Boris Jacob vom Zentrum für Informationstechnologie und Medienmanagement (ZIM) der Universität Potsdam betrachtete in seinem Impuls-Beitrag die Rolle von Datenpolicies. Er betonte, dass Policies allein als Anreize nicht ausreichen. Sie setzen eher einen allgemeinen Rahmen als wirkliche Anreize. Wichtiger für die Motivation zum verstärkten offenen Publizieren von Forschungsdaten wäre eine Veränderung des Publikationsverhaltens bzw. der institutionellen Publikationskultur, wofür konkrete Steuerungsschritte und eine wirksame Strategie der jeweiligen Einrichtungen vorliegen müssen. Die Universität Potsdam hat im Rahmen des Projekts FD-Mentor ein Referenzmodell für Strategieprozesse im institutionellen Forschungsdatenmanagement entwickelt. Die Forschungsdaten-Policy der Universität Potsdam wurde im September 2019 frisch verabschiedet.

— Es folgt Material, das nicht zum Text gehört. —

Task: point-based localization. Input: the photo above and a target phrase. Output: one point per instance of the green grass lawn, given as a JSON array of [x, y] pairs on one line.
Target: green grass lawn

Öffnung von Kulturdaten (Philippe Genêt, Projektleitung Coding da Vinci)

Philippe Genêt von der Geschäftsstelle von Coding Da Vinci betrachtete Daten aus der Perspektive des Zugangs zu Kulturdaten. Openness meint für ihn Zugang zu diesen, um damit auch außerhalb konkreter wissenschaftlicher Arbeit eine Aktivierung, Nutzung und Mehrwerte zu erzeugen. Wichtig ist dabei – ähnlich wie in der Wissenschaft, aber doch aufgrund der Reichweite und Zielstellung des Ansatzes anders gelagert – die Datenqualität. Damit ist vermutlich auch ein allgemeingültiger Aspekt benannt: Offene Daten, die nutzbar sein sollen, benötigen notwendig eine Standardisierung und damit in Zusammenhang stehend eine Qualitätssicherung. Die entsprechende Aufbereitung und Qualitätssicherung bringt den datenliefernden Akteuren allerdings zunächst vor allem eines: viel Arbeit. Zugleich befürchten sie – abnehmend, aber nach wie vor ausgeprägt – mit der Öffnung ihrer Datenbestände einen Kontroll- und möglicherweise auch Deutungsverlust. Die Zurückhaltung auf diesem Feld bei der Bereitstellung offener Daten erklärt sich demnach aus der Sorge, die eigene Rolle und vielleicht auch Legitimierung der institutionellen Existenz zu schwächen und zugleich zusätzlich erheblich Aufwand investieren zu müssen. Gemeingutdiskurse haben dafür eine Antwort: Die abstrakte Gefahr beispielsweise einer ungewünschten Nutzung eines Datensatzes wird durch die tatsächliche Möglichkeit einer Vielzahl von neuen, konstruktiven, kreativen, die Kultur bereichernden Nutzungen maßgeblich aufgefangen. Die Herausforderung besteht jedoch darin, diese An- und Einsicht in eine institutionell wirksame und rechtssichere Form zu übersetzen.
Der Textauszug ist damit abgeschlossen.